My Interest as a practising Lawyer is opposed to the Bill; but my duty as a member of the Legislature makes it proper for me to urge its establishment. Opposition from Mr. Bayard certainly comes with a very ill grace: for he not only was a principal in obtaining the first Act; but, upon the Commissioners having, in one instance, determined against Captn. Kennedy, and it seems offended him (by judging for themselves) in such a manner that he made representations to the Board of Trade against the Act, and the Governor, for having passed it, without a suspending clause;3 Mr. Bayard very properly stood forth on this occasion, as Captn. Kennedy’s Antagonist, and used his utmost influence on your side the water to preserve the Bill; alledging it was a most important and necessary Act, and that it might well have been passed without a suspending clause, as it was, in fact, not a private but public Bill, and affected the peace and interest of the whole province. You may perhaps recollect something of this last transaction, as I presume the Governor wrote you at that time upon the occasion; and if necessary, I presume you may be able to furnish yourself with the papers he sent over.

My letter is swelling to an undue extent, and yet all the facts which peradventure may be expedient for you to be acquainted with have not been mentioned: but upon a perusal of the former Bill; of the Supplementary Act, when it shall come to your hands; and other papers perhaps in your own hands and the plantation office; together with the Copy of the petition herewith sent, and this letter, I hope you will have facts sufficient to defeat any attempts which Mr. Bayard may make against the Bill. He is now in England—went over as he pretended, to sollicit an Adjudication of the King and Council against the late determination of the Commissioners respecting the New Jersey and New York line:4 but it is not doubted will, at the same time use every method in his power to get this Supplementary Act condemned.

The Council advised the Governor to pass the present Act without a suspending clause, as it was only supplementary, and the original Bill had no such clause: yet they thought it proper to give Mr. Bayard full opportunity of spending his fire against it; and therefore by a Clause which they added, the Act is not to take effect till some time next September, if I recollect right. It is probable I think that all the noise Mr.
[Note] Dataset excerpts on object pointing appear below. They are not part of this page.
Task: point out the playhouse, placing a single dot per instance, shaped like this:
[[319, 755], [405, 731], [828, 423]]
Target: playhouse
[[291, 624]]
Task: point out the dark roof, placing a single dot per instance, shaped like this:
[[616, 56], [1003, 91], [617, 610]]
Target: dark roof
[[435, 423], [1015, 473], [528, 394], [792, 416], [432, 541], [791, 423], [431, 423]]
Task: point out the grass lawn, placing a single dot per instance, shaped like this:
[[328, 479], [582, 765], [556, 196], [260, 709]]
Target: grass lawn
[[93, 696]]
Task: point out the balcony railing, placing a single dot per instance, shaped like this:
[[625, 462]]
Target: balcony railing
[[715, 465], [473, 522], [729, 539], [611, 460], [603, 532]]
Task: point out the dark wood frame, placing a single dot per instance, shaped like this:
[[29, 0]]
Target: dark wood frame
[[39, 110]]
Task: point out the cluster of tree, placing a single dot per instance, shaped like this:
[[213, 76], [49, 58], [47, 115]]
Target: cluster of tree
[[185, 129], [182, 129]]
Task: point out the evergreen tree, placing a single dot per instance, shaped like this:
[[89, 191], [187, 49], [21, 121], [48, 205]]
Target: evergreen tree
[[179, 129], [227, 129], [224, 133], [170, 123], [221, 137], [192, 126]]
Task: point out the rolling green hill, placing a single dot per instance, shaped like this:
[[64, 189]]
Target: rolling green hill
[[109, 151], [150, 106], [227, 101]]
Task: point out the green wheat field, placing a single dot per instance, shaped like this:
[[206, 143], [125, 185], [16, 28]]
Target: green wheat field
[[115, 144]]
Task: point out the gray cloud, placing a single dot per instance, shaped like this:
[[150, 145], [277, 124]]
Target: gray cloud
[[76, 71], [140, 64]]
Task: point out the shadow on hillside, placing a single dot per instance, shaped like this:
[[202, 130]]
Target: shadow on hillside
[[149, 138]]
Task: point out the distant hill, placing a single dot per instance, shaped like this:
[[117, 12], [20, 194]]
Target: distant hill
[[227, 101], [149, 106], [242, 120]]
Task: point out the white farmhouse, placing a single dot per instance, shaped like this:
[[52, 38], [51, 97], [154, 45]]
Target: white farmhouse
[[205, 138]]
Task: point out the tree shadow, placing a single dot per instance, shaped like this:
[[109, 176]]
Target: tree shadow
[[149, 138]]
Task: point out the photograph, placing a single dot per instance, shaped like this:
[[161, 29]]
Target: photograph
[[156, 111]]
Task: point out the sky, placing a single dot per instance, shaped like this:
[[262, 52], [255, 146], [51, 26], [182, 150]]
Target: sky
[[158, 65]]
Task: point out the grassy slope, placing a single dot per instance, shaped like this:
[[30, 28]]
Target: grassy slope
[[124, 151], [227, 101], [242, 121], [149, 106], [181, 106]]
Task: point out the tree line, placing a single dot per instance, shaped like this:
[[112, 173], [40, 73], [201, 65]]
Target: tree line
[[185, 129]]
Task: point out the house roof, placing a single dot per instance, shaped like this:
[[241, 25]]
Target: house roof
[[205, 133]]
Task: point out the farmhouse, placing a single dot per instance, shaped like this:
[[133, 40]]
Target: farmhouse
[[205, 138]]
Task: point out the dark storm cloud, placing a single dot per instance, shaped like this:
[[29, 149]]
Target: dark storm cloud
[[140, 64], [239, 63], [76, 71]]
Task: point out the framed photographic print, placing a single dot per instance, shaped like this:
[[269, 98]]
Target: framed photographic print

Bayard may make about it, will not induce the Lords of Trade to take the Bill into consideration, as it is only to carry into execution what remained to be done under the former Act: but if he should, I must beg you’ll please to take it very particularly under your protection, and if any extra expence shall attend your care in opposing Mr. Bayard, I engage in behalf of the proprietors of Sekakus to make full compensation.

Mrs. Stockton5 remembers you with great respect, and desires me to present her compliments. I am, with much esteem, Dear Sir Your most obedient and very humble Servant

Richd Stockton

B. Franklin Esqr;

Endorsed: Mr Stockton Dec. 22. 1769

[Note numbering follows the Franklin Papers source.]

6An attorney and member of the New Jersey Council, for whom see above, XII, 78 n.

7See New Jersey Assembly Committee of Correspondence to BF above, Dec. 7, 1769.

8The initial act appointing commissioners was passed in 1763, and the supplementary act on Nov. 16, 1769; the latter was disallowed by the Privy Council on June 6, 1770. Ownership of the Bergen lands was not finally settled until after the passage of a New Jersey statute in 1784. Charles H. Winfield, History of the Land Titles in Hudson County, N.J., 1609–1871 (New York, 1872), pp. 18–24, 285–8; I N.J. Arch., X, 152 n.

9For Col. William Bayard see above, XV, 125 n.

1For Bayard’s petition to the Board of Trade see I N.J. Arch., X, 168–72.

2As to.

3For Capt. Archibald Kennedy, R.N., a large landowner in New Jersey, see above, XIV, 293n; for documents relating to his complaint see I N.J. Arch., IX, 459–75.

4The recent fixing of the boundary by a royal commission had dissatisfied both colonies; see above, XIV, 196–7.

5Annis Boudinot Stockton, the daughter of BF’s former neighbor, Elias Boudinot. See above, X, 174 n.